Finish café, pack up, and walk north with the strongest winds. I don’t hear or see any news of hurricanes. What else? The writer voice in my head comes outside to play. Normally, I’d have to sit down and find a comfortable space to write, but floating as I am now, I hear sentences come forth and link up into paragraphs every few blocks. I can see them illuminated like sky-blue neons in front of me. Find another café and get the sentiments down to the best of my God-given ability. Ever since I was seven, my life goal has been to buy Nana and Ma a house. Two houses. I don’t think this is unique to my situation, but it is true. As I pass New City night lights and the millions sleeping here and there, I wonder how it is I’m not a millionaire yet. Me being homeless is merely comedy until it dawns on me, listening to my own footsteps, that I’ve fallen for the pretty girl who can have whoever she wants. It’s a strange thing not to realize until now. Drink another coffee. Out in the wind is just another cost of living, it seems, when you decide to do it your way and see the thing through. Whatever truths I can land and whatever fears I haven’t faced under the late night of New City’s twenty-four-hour cycle get the treatment. A couple hours with a composite journal plus nowhere else to go equals a lot of words. Jittery from the caffeine and a little paranoid, I pack my things again and head underground.
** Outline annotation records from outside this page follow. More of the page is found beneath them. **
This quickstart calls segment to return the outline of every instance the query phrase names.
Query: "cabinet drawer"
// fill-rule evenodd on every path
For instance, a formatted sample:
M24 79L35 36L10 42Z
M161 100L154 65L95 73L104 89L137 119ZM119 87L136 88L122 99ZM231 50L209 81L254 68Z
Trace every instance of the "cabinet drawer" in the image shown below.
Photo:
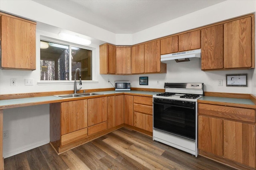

Express bulls into the station, displacing enough stale air for one to call it refreshing. It is not. Tall youth with white hair jogs off train and lobs a pink handball to the subway ceiling. It touches top and grosses her friend out. Pretty late for young ladies to be drifting. Germ ball bounces my way, and I kick it back. Blondie fields it and thanks me. Her eyes are dry-eraser green. A pair of rats race down into the tracks after train, and the girls squeal. The cheese the rats seemed to be fighting over is abandoned now on the platform. Rather than cheese, it turns out to be a frosted donut with holiday sprinkles. Every year five million children under the age of five die from malnutrition and starvation worldwide. In New City rats eat donuts. Blondie fans herself and faints into her friend’s arms. I figure it’s the rats until she wakes up. No one comes to like that. Nothing like a true friend, she says. It’s a routine I gather. One friend runs, plants, and backflips out of another’s lap. Great height. Between the eyes, the athleticism, and the choreography, they must earn. I don’t give them anything because funds are low and I’m nobody’s intended audience, but I’m sure they make bank. Local train slows to a stop and I hop on. A lone nut removes a block of literature from his backpack and rolls it around in front of his closed eyes as if reading by osmosis in a trance. I do my best not to stare as he keeps the literary block afloat with volleys of illuminating expressions imploding behind his elephant-print eyelids. Take out my notebook and mind my business. It’s all so poetic.